In September, the consumer price index in the United States stood at 8.3%, and the Fed with a rise of 75 base points took the reference interest rate to a level between 3% and 3.25%, continuing to tighten of monetary policy.
The goal is to lower inflation, yes. However, if not done properly, the antidote will backfire, warned Luis Gonzali. What could happen if by focusing on fighting inflation, the effect threatens to “destabilize the financial system.”
“Caring for a country’s financial system is even more important than caring for inflation, because without a financial system, we have no economy. Instability in the financial system would be the primary consequence of central banks going overboard”, said the director of Franklin Templeton Mexico.
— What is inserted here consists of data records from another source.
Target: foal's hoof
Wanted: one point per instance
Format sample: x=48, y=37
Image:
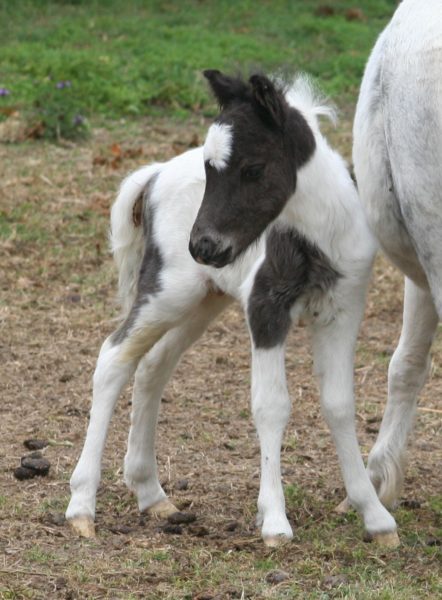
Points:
x=162, y=509
x=83, y=526
x=344, y=507
x=385, y=540
x=276, y=541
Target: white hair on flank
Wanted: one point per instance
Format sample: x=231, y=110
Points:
x=218, y=145
x=303, y=93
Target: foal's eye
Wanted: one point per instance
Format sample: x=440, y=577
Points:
x=253, y=172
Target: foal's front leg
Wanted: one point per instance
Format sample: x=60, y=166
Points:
x=271, y=410
x=333, y=347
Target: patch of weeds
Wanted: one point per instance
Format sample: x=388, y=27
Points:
x=17, y=594
x=265, y=564
x=58, y=113
x=38, y=555
x=435, y=503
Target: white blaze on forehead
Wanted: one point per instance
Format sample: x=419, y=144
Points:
x=218, y=145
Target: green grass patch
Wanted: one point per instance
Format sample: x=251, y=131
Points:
x=146, y=57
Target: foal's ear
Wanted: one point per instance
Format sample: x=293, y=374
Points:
x=268, y=99
x=225, y=88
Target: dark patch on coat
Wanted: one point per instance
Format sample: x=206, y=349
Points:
x=271, y=141
x=149, y=277
x=293, y=267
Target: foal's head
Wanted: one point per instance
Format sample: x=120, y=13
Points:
x=251, y=156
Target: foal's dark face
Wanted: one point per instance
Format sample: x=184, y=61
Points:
x=251, y=156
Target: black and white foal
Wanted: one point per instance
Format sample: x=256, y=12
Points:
x=268, y=200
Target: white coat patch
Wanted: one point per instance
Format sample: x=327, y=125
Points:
x=218, y=145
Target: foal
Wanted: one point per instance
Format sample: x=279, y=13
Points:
x=274, y=205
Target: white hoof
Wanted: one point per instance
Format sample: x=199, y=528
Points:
x=83, y=526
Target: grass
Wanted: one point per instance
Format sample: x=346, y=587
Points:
x=146, y=57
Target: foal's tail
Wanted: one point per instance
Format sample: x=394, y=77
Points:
x=127, y=232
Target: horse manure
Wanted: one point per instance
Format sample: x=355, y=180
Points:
x=32, y=465
x=180, y=518
x=277, y=576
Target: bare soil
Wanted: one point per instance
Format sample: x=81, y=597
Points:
x=57, y=305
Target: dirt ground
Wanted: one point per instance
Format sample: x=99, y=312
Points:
x=57, y=305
Gonzali estimates that the Fed will lower the interest rate to a level closer to 4.5% than 4%, which means that loans will be more expensive, as will hedges, which could become a problem for those who are highly leveraged. .
Having a dual mandate, the Fed also has to pay attention to the labor market, which is in good shape.
The US central bank is said to stop raising the benchmark rate when employment begins to deteriorate sharply and steadily. “For now, employment is super buoyant; More jobs have been created than were lost in the pandemic”, underlined Luis Gonzali.
Regarding the wage issue, an increase in wages could bring inflationary pressures, but the rise in prices of products and services has made workers and unions seek improvements in this area.
Wages are rising at a lower rate than inflation, which is positive for the economy -for the inflationary part-, but not for the worker.